We next considered the possible application of heading 4015, HTSUSA. The ruling request suggested such a classification because Kraton was a thermoplastic rubber. In analyzing this possibility we considered Note 4(a) of Chapter 40, HTSUSA. The note describes synthetic rubber as "unsaturated synthetic substances which can be irreversibly transformed by vulcanization with sulfur into non- thermoplastic substances which, at a temperature between 18 and 29 degrees C, will not break on being extended to three times their original length, within a period of 5 minutes, to a length not greater than 1 1/2 times their original length."

No specifics were provided, with the original ruling request or subsequent requests by this Office, for the thermoplastic - 4 -
elastomer. However, based on analyses of similar material, it is unlikely that Kraton meets the definition of synthetic rubber. Other thermoplastic elastomers have been found to be saturated synthetic substances which, if vulcanized, lose their elastic properties and, therefore, do not meet the Chapter 40 definition of synthetic rubber.

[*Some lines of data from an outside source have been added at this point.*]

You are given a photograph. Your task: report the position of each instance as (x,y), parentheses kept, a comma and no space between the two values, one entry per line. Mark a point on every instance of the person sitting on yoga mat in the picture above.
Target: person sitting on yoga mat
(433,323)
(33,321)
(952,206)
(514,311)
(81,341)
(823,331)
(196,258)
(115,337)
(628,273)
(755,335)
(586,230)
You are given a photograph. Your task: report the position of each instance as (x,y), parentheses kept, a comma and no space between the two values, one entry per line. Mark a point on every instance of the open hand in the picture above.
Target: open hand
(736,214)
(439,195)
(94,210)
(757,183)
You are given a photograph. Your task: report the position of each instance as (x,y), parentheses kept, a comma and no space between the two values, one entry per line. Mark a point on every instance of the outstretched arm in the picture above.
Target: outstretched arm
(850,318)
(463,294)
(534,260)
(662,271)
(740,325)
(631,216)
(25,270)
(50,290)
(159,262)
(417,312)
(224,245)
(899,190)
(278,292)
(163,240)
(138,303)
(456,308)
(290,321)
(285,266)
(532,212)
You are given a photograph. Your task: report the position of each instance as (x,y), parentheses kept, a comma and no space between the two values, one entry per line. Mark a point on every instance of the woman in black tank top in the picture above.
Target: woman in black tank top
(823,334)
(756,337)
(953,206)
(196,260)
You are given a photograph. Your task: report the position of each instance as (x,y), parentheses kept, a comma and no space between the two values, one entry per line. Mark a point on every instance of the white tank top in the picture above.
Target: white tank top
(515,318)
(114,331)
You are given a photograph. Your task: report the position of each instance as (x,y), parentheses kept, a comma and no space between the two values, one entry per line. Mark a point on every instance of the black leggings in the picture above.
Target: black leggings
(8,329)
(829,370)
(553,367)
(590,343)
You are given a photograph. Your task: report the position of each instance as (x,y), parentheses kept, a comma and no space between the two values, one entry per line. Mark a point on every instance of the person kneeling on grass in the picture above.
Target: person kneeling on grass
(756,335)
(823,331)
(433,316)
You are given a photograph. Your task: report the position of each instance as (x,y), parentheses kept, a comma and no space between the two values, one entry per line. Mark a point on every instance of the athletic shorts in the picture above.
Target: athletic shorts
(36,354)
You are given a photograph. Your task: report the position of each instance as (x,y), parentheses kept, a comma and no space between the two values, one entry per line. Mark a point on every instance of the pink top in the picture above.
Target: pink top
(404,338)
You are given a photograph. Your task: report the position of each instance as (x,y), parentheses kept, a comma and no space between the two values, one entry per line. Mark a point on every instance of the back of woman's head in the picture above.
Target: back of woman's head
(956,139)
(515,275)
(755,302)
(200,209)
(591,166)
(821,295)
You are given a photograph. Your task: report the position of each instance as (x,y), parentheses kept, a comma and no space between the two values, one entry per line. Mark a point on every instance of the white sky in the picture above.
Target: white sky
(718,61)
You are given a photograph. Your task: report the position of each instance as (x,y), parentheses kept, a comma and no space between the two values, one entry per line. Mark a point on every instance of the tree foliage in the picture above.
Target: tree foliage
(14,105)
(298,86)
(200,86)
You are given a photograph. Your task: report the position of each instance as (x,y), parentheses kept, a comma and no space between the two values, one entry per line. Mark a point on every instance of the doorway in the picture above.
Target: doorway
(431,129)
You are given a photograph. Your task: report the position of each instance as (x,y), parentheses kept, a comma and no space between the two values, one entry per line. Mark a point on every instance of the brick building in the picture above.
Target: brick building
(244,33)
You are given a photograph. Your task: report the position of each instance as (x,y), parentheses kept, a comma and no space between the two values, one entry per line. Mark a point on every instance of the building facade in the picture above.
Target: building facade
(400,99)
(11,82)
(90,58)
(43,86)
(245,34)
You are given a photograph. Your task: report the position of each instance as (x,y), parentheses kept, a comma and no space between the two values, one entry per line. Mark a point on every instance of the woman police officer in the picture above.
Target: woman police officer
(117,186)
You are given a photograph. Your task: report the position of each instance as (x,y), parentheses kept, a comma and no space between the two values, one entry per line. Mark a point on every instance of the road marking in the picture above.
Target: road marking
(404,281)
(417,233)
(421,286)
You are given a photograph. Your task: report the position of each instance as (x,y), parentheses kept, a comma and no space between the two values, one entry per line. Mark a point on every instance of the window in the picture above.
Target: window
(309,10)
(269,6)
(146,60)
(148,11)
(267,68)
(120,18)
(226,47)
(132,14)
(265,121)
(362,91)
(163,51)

We, therefore, have concluded that the subject stockinettes would be properly classifiable as an other articles of plastic in chapter 39, HTSUSA.


A stocking-like product with an outer tube of thermoplastic elastomer and an inner tube of nylon fabric which is designed to keep a patient's legs and feet warm and to assist circulation during surgical procedures is classifiable in subheading 3926.90.9590, HTSUSA. Products classifiable under that subheading which provides for other articles of plastics, other, is subject to a general rate of duty of 5.3 percent ad valorem.